This is a continuation of my series of posts (1,2) on the Future of Education Task Force at Ball State University.
I have had two very productive meetings with my working group within the task force, which consists of three faculty and a student. We worked individually on some ideation, and at our first meeting, we collected and sorted our ideas into a laundry list. In our second meeting, about a week later, we restructured our list and removed redundancies as well as elements that are clearly outside our sphere of influence.
The most exciting deliverable from our working group comprises of a pair of prototypes for improving higher education. The two are orthogonal, one being "inside" the current system and the other being "outside" of it. I will start with the latter.
Institution within an Institution
This prototype is based the observation (a la disruptive innovation) that institutions tend to be self-preserving regardless of the need for disruption. The premise is that an "inner institution" be created, in the spirit of a spin-off company, that would be able to experiment with different organizational structures. Easy examples include current models of credit hours, faculty loading, and core curricula. In order to succeed, the inner institution would need to have timeboxed experiments and measurable plans for impacting the rest of the institution. It would be a test-bed for allowing faculty and students to deeply explore a design-thinking-oriented solution to place-based higher-education.
I can see echoes of my discipline and preferences in this model, of which I was a key designer. In software development, there is a dangerous tendency to talk about what might be the best solution rather than sitting down and exploring it. It's one of the reasons I like test-driven development: you start by considering how the module will be used, and then build the module to match, via rapid prototyping with short feedback loops. This applies the same principles to higher education.
I find this model appealing because of its obvious connections to principles of agile software development and design thinking. In software development, we know that we cannot know all of the users and their needs a priori, and so we use agile methods and feedback to continuously improve. Rather than engaging in endless debates—as faculty are wont to do—this structure would allow instead for real experimentation and measurement.
There are many dangers with this kind of approach, of course. As with the connection between a research unit and the rest of a company, the pressures of the controlling organization may quash the potential of the experiments, and there is a risk of irrelevancy of the experimental structures to the rest of the institution. The students involved would have to trade expectations and establishment for an experimental undergraduate experience, and I would not blame parents for being hesitant to send their own kids into such a situation.

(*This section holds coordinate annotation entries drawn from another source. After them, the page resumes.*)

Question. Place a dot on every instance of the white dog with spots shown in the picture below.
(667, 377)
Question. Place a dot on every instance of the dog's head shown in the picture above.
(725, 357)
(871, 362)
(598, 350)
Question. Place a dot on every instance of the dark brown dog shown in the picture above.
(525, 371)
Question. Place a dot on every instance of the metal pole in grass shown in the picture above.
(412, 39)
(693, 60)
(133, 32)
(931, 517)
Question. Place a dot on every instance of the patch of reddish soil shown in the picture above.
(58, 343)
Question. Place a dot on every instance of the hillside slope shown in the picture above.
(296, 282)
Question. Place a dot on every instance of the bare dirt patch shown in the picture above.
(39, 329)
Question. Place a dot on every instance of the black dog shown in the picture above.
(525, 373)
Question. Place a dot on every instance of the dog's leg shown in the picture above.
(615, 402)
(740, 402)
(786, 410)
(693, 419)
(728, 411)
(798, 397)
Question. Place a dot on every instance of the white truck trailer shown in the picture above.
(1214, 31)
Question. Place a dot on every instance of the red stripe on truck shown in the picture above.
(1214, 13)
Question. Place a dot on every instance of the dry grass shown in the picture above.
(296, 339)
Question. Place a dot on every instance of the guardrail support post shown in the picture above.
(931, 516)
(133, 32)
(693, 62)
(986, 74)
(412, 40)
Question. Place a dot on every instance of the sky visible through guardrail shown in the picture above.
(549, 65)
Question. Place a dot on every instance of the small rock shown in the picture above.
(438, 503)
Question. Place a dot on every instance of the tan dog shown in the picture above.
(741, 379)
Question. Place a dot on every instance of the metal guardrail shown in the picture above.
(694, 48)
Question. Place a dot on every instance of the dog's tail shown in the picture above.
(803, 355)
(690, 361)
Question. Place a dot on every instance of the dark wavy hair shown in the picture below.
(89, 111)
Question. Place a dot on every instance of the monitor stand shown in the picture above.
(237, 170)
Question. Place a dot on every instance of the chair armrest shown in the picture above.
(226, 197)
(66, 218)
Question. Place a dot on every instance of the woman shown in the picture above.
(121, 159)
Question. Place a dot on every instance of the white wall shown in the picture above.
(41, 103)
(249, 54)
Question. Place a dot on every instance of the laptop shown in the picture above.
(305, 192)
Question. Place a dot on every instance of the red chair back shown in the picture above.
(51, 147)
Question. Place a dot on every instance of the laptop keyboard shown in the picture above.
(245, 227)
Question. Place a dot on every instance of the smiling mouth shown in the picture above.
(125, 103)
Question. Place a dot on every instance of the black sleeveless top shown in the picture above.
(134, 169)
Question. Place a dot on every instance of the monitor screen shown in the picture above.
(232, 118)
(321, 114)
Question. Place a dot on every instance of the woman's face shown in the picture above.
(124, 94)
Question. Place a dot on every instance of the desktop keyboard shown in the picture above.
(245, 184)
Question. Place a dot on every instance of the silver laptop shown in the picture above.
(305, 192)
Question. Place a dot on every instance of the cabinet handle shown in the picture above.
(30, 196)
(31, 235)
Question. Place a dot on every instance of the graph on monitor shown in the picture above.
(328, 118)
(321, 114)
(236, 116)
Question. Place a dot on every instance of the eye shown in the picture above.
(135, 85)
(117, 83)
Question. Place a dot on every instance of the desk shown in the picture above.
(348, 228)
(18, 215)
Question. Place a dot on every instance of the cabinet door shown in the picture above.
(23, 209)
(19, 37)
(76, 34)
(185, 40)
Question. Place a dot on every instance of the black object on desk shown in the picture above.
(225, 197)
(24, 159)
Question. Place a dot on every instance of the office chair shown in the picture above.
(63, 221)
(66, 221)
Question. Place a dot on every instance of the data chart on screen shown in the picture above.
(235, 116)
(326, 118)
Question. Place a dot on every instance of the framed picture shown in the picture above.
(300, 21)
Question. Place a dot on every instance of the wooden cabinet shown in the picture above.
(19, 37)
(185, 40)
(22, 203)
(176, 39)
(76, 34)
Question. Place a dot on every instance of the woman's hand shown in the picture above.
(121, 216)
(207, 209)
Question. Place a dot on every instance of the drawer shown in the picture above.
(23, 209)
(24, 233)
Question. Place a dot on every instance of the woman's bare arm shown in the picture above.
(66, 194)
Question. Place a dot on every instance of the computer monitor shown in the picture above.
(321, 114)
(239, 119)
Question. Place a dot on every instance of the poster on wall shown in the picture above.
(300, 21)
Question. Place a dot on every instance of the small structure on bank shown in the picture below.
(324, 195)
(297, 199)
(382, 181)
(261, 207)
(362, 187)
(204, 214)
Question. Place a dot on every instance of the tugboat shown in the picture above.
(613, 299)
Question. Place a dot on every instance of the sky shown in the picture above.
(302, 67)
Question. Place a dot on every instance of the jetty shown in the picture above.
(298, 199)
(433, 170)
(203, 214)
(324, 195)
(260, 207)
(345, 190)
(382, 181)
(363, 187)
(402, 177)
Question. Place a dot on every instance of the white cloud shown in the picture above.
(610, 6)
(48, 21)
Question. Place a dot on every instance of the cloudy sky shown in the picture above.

The working group could not come up with a compelling name for this concept, so for the sake of discussion, I will use "institute". The premise is that the university would identify a small number of prominent, post-disciplinary tensions or problems, such as "Digital Culture and Ethics" or "Capitalism and Sustainability". Faculty from any department could apply to be part of the institute. It merits repeating that these institutes would be post-disciplinary by definition, so they could never fit within an existing department.
The institute would be timeboxed: it would be created and exist for a fixed period of time, after which it would be dissolved.
The faculty proposal would include a description of the learning experiences he or she could offer that further the institute's inquiry. This would practically require that faculty collaboratively propose participation in order to identify how various scholarly traditions would intersect within credited learning experiences. Students would be recruited directly into the institute, potentially directly from high schools and freshmen-level experiences. The students would therefore be part of the institute just as faculty are, and the mixed cohort would grow and learn together.
Students would need degrees, of course, and it would be challenging (though perhaps appealing) to offer a degree in "Digital Culture and Ethics". Hence, another aspect of faculty participation would be organizing plans for students to earn a degree within the faculty member's home department through the institute. Again, this encourages pre-participation negotiation among faculty and departments. This could take the individual pain of course articulation from VBC fellows and making it a shared responsibility in which no one department has the hammer over any one faculty member.
Any prototype for institutional change is going to run into the problem of limited resources. By and large, faculty resources are allocated through departments. Themed institutes may be conceived as transient departments, and depending on how much of a faculty member's load is associated with the institute, they would require facilities and equipment to match. The timeboxing of institutes mitigates some of the risks of allowing resources to follow individuals, even if they are working outside of the department in which they hold tenure.
The next step is that our prototypes and part of our laundry list will be shared with the upper administration, who will provide feedback for the next round of prototypes. We already have a meeting planned for early January in which the task force chairs will share their feedback with us, and I will in turn relay that information to you, dear reader.
Allow me to reiterate that these are not plans: they are only prototypes. They are ideas that we have articulated for the express purpose of learning from them and then throwing them away. The hope in any prototyping process is that each build is a little closer to solving the problem, even if the problem itself may not have been well-identified at the outset. I hope that I have articulated the prototypes clearly enough to foster consideration and discussion.